Hence, with the Central Bank announcement regarding an increase in interest rates, the panic mood in the markets has stopped; however it is not definite yet whether it will recover from now on. In other words, the verbal intervention in the market was successful, now it is time for practice, that is, the decision to be made for an increase in interest rates.
Indeed, meanwhile, the course of the investigations launched by authorities such as the Capital Markets Board (SPK) and Banking Regulation and Supervision Agency (BDDK) regarding market transactions in certain periods, and the stances to be adopted here will be influential in the decisions of the markets and of foreign investors.
High inflation expected
Actually, we know that it is the markets that make this increase in interest rates; in other words, the change in the official interest rate is not very effective in practice. However, because what is important for the market is how the Central Bank reads the state of affairs and whether it is making the correct decision, they expect the official interest rate to go up.

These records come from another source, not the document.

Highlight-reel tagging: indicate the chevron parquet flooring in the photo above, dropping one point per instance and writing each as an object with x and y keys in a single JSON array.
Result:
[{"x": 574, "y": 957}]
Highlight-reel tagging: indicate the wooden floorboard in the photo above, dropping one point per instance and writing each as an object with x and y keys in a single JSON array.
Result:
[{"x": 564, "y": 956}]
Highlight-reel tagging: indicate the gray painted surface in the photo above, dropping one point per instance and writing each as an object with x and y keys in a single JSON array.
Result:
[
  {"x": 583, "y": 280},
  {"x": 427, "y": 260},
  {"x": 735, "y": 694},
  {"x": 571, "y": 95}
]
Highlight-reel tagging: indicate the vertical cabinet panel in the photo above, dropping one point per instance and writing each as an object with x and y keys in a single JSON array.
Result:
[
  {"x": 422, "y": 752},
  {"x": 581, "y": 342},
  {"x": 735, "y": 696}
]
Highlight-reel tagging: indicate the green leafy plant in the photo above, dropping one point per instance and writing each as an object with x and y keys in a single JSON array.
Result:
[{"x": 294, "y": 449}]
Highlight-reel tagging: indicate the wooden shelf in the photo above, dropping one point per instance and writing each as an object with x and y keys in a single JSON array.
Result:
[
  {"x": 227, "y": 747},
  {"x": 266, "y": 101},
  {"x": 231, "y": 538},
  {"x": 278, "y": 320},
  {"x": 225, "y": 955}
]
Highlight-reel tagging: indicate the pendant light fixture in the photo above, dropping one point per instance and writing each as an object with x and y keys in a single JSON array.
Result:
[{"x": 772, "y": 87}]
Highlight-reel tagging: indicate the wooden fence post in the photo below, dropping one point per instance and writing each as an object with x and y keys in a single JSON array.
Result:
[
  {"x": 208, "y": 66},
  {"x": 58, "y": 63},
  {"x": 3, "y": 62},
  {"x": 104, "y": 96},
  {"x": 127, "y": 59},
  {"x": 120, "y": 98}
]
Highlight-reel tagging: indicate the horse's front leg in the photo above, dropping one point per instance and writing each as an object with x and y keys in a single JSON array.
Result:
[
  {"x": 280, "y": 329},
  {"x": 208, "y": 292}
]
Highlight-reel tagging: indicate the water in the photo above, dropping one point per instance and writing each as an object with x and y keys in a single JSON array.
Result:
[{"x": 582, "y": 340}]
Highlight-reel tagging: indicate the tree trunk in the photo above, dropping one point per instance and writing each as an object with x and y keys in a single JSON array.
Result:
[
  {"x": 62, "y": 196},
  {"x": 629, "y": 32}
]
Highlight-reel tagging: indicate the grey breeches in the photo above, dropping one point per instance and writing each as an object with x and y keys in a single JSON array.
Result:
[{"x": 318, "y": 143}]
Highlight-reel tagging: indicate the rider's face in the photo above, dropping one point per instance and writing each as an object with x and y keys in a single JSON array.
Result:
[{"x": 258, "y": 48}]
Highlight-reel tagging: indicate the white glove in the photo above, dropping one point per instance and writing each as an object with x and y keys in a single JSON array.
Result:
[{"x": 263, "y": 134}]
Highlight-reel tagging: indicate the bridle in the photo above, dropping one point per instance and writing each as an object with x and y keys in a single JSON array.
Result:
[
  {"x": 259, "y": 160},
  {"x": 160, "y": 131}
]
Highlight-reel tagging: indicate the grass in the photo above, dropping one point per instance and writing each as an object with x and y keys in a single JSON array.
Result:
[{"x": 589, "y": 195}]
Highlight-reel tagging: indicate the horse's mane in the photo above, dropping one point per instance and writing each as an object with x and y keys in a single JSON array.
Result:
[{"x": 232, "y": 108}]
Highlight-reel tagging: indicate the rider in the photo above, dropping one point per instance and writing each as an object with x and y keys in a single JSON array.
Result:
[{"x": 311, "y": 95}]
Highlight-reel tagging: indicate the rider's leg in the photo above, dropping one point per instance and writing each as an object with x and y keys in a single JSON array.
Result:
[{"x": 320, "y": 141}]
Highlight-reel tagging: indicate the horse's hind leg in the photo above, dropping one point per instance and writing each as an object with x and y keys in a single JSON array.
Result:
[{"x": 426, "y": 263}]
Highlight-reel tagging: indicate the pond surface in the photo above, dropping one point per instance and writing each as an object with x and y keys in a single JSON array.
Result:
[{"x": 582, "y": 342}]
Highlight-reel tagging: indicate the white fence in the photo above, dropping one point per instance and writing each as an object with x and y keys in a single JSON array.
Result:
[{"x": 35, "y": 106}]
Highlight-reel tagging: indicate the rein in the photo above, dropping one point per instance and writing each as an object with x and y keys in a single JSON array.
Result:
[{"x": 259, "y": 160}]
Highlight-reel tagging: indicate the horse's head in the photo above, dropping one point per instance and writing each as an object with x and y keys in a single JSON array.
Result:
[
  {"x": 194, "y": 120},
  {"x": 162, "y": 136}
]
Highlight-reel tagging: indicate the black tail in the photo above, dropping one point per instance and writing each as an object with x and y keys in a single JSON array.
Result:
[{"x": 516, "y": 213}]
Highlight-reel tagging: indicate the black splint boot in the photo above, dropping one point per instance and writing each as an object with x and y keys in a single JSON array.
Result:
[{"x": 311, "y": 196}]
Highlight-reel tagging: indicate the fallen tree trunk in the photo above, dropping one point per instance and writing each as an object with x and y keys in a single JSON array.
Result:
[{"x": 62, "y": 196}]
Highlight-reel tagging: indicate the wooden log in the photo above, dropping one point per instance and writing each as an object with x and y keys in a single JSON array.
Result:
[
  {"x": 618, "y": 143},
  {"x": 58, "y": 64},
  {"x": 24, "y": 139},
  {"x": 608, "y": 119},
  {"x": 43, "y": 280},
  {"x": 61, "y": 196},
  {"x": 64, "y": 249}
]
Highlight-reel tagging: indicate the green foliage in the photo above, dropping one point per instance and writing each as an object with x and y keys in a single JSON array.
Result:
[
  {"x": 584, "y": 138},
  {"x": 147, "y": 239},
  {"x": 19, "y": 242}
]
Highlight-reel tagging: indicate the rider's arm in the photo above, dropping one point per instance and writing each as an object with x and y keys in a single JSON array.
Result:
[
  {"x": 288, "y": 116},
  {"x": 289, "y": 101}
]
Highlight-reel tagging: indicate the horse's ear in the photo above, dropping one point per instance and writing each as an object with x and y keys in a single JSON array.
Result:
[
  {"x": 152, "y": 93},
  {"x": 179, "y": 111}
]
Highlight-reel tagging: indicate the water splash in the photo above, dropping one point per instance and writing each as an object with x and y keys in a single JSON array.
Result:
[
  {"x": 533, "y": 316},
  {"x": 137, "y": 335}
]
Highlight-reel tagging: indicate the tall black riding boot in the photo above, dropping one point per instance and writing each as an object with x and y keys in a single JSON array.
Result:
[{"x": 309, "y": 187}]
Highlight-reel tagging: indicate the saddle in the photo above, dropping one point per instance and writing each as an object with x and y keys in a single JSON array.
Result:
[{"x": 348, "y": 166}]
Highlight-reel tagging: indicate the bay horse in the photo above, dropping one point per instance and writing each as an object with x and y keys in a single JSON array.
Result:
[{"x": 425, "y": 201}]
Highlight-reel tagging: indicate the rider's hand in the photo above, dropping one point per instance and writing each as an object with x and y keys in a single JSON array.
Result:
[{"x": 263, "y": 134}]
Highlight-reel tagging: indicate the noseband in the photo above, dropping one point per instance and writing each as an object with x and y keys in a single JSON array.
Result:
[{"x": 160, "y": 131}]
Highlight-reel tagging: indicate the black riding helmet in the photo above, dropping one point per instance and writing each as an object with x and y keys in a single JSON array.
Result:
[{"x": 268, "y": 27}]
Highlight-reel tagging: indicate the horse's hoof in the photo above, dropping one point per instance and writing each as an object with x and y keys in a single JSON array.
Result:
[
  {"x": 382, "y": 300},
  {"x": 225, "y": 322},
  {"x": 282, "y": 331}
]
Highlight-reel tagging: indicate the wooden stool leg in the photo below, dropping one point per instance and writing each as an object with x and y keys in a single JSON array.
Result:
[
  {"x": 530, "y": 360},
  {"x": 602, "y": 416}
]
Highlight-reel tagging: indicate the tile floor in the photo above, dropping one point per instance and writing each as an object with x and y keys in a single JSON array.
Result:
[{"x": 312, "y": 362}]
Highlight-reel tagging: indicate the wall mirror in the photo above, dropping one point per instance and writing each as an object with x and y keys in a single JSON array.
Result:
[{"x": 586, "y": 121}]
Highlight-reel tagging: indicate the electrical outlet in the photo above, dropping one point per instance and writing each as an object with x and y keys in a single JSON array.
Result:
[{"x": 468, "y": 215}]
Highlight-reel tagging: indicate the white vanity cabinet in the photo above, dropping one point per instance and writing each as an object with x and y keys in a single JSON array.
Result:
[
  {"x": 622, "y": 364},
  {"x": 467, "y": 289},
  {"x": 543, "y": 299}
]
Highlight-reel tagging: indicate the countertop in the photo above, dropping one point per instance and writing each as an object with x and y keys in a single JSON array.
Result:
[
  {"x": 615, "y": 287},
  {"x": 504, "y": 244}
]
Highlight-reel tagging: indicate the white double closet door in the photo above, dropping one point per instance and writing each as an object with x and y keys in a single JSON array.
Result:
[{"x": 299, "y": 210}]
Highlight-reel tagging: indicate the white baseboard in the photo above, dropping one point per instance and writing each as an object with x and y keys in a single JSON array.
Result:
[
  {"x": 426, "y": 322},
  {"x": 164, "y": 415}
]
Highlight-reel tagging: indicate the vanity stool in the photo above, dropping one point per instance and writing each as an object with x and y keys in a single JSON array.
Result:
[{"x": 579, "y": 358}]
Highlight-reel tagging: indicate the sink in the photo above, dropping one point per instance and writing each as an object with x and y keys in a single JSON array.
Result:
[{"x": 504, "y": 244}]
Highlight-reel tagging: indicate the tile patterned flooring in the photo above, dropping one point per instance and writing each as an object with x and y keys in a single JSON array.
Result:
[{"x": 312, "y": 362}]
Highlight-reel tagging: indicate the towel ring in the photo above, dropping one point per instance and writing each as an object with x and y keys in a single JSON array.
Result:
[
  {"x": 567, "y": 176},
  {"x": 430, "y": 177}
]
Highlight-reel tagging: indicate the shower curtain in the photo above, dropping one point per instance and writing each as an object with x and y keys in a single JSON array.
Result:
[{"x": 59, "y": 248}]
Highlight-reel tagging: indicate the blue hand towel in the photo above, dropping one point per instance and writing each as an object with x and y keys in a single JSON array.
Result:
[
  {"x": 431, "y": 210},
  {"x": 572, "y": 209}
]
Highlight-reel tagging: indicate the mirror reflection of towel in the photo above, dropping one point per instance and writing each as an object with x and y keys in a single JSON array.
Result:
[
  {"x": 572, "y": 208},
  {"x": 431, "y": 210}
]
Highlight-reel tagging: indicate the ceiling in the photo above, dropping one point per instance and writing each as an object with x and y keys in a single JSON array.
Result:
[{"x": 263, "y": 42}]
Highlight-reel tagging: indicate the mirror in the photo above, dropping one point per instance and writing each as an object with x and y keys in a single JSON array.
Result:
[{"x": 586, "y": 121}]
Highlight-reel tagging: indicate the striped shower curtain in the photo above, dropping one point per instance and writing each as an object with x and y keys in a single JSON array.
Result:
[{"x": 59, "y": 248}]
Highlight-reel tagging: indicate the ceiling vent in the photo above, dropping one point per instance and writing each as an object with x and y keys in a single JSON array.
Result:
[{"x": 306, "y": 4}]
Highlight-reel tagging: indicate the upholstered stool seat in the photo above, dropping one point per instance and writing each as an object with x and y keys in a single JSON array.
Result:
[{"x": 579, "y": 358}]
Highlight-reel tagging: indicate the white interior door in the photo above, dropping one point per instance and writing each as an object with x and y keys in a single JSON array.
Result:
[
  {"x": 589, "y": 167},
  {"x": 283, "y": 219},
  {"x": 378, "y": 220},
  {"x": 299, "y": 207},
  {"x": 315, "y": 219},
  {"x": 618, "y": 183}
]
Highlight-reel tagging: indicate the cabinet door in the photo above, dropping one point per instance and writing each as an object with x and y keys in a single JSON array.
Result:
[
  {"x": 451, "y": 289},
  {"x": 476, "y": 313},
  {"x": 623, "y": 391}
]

When viewed from a different point of view, it is observed that the increase in the inflation rate actually also supports the increase in interest rates because it has already become a dream that the 5.3 percent inflation rate determined for the end of year will be met.
For this reason, the analyses to be included in the “Inflation Report” to be issued by the Central Bank at the end of the month and changes in estimates are very important.
Meanwhile, in the last expectation survey of the Central Bank, it is seen that the expectation about the inflation target has demonstrably gone up; that the end-of-year inflation expectation has risen from 6.5 percent to 7.2 percent.